I was gonna go and find my C=64 to parallel interface to share -- and I did -- but it's got zero identifying information on it! Nothing but an FCC compliance tag. It connected to the C=64 serial port and stole 5V (via a single wire) from the cassette port with a card edge connector that itself had an extender so you could still use the cassette. The goodies were conformally wrapped in a fiberglass shell that didn't quite hide the innards, and didn't provide a strain relieve for the data cable, either. It had a 6 position DIP switch the pokes thru the housing, and the parallel connector came out opposite the cable end. Anyway, that thing provided a C=64 to parallel adaptation. This was then connected to a Smith Corona "Messenger Module" which itself was a parallel printer to typewriter interface/buffer. And that was plugged in to a Smith Corona daisy wheel typewriter input port, resulting in typewriter quality output from Homeword or Paperback Writer, or whatever you liked. And it was LOUD! And that carriage return shook the table it sat on! But amazingly, this super-klugey chain of interfaces worked, and multiple five paragraph themes were produced.

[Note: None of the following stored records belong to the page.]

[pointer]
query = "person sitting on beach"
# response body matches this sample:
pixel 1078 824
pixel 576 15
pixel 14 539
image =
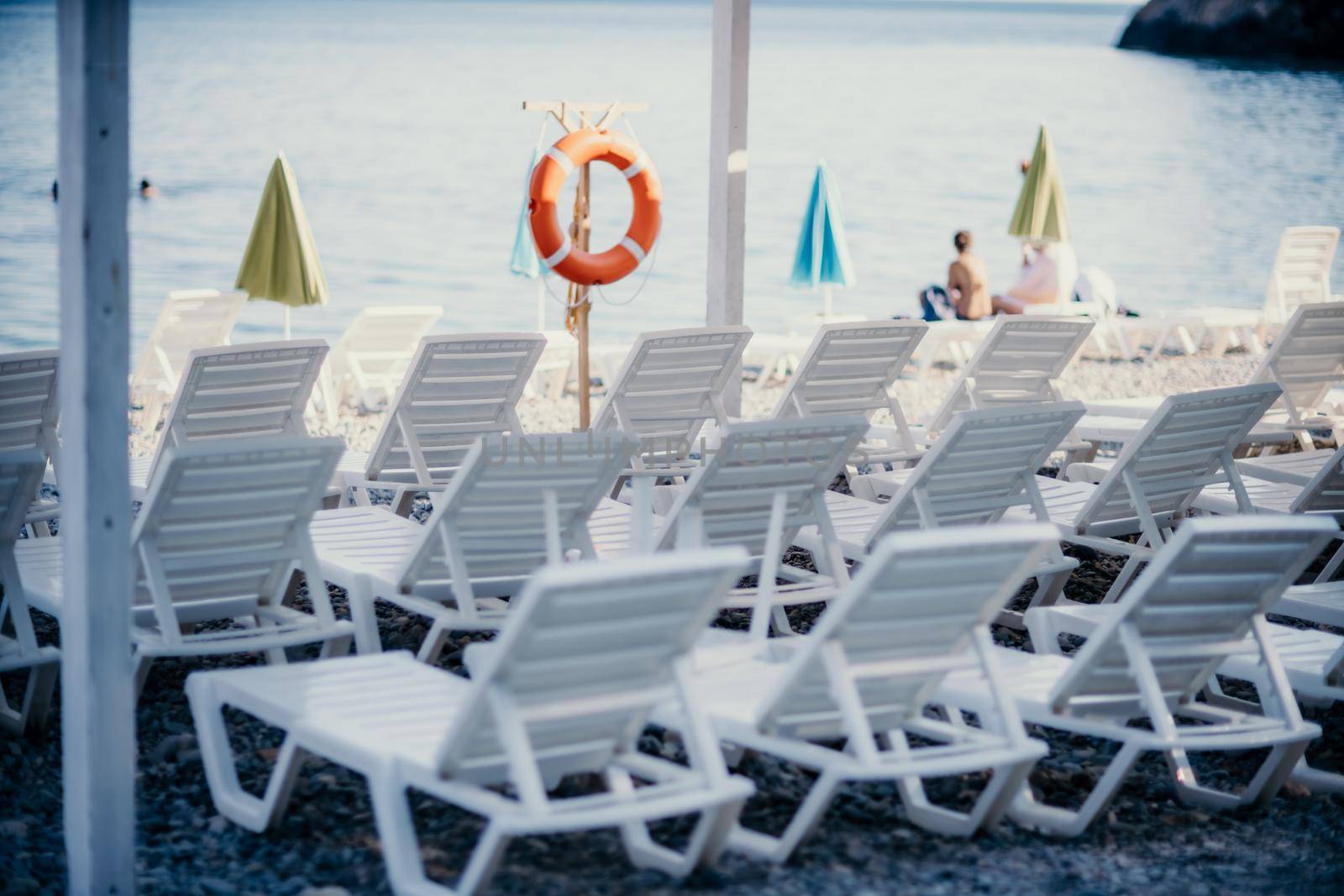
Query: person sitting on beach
pixel 968 281
pixel 1046 277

A laser printer doesn't actually print until its done putting the page together in its memory. Try sending a CONTROL-L to the printer, that should make it print the printers buffer
I think I tried that at one point in my experiments, and also made an endless loop printing "HELLO WORLD" or whatever and it never did trigger a print. Thanks, I'll give it another shot at some point.
Yay Xetec! Kinda under-appreciated in the C64 world, IMO. I did alot of reports in the day using the Fontmaster word processor. But the big deal with this interface is that big RAM buffer that actually buffers data, and greatly speeds up printing from the slow C64 to the slow SG-10 printer. (The SG-10 could accept data pretty quickly, but not when it was actively printing.)

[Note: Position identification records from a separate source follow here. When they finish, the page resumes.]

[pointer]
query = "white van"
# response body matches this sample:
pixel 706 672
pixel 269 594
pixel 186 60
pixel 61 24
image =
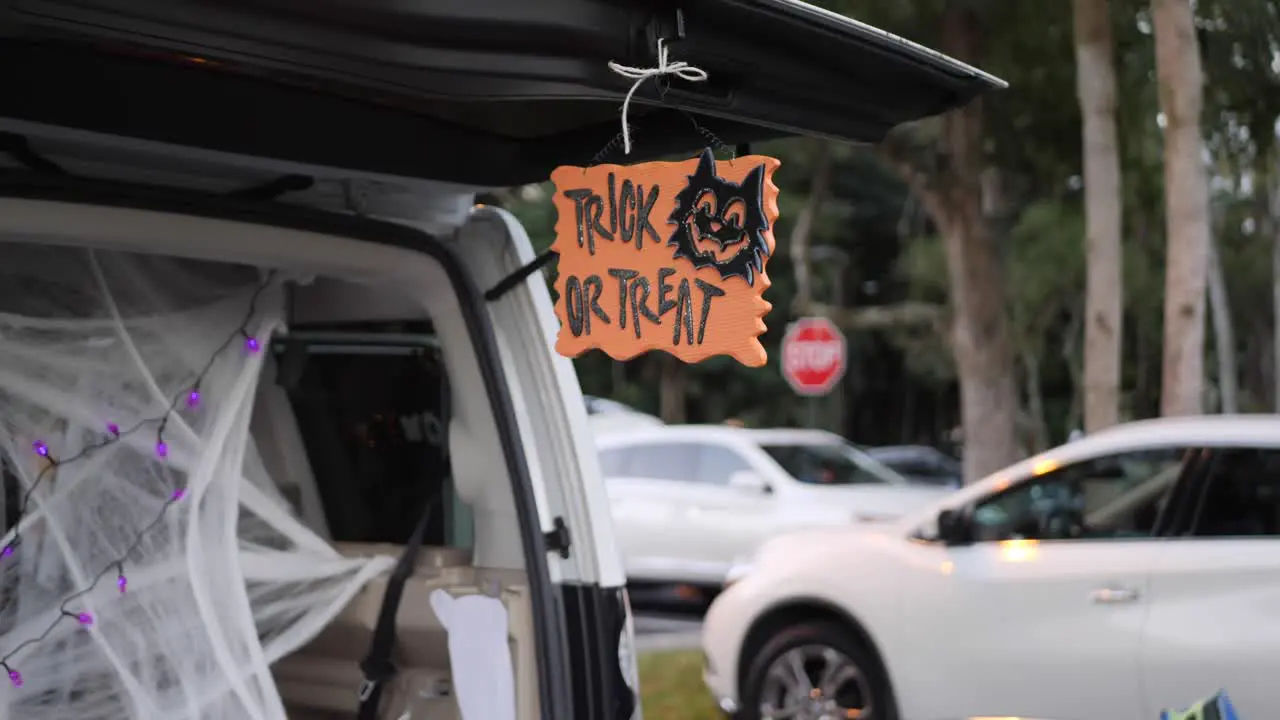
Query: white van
pixel 174 164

Thanks for reviving some old memories and for spotlighting this product I designed long ago. Amazingly, TH-cam suggested this video for me (I do watch some retro tech videos, so...)

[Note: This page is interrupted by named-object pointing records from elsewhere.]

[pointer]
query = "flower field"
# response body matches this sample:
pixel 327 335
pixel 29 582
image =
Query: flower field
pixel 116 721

The FLICKINGER easter egg was just a joke -- didn't really do anything else. I looked in the original source (yes, I still have it) and the only other undocumented commands were:
"*6" which forced a trap (for testing)
"/" which printed the current state of all the zero page variables (for debugging purposes)
"ZP"+CHR$(address)+CHR$(data) which permitted modification of one of these variables (at specified address), setting it to the data value provided. Again for debugging purposes
The funny thing about hiding easter eggs in the command channel (in mostly ASCII) is that occasionally someone from Xetec's call support dept. would come tell me that a customer called in and said that he accidentally printed a bunch of text to the command channel and something odd printed out -- a mysterious phrase or even a bitmap of a girl's face (my girlfriend at the time). No, that was in another product. Yes, I regularly included easter eggs in nearly every product I designed. Didn't have peer code reviews back then so it was easy to slip in just about anything (that would fit in the ROM).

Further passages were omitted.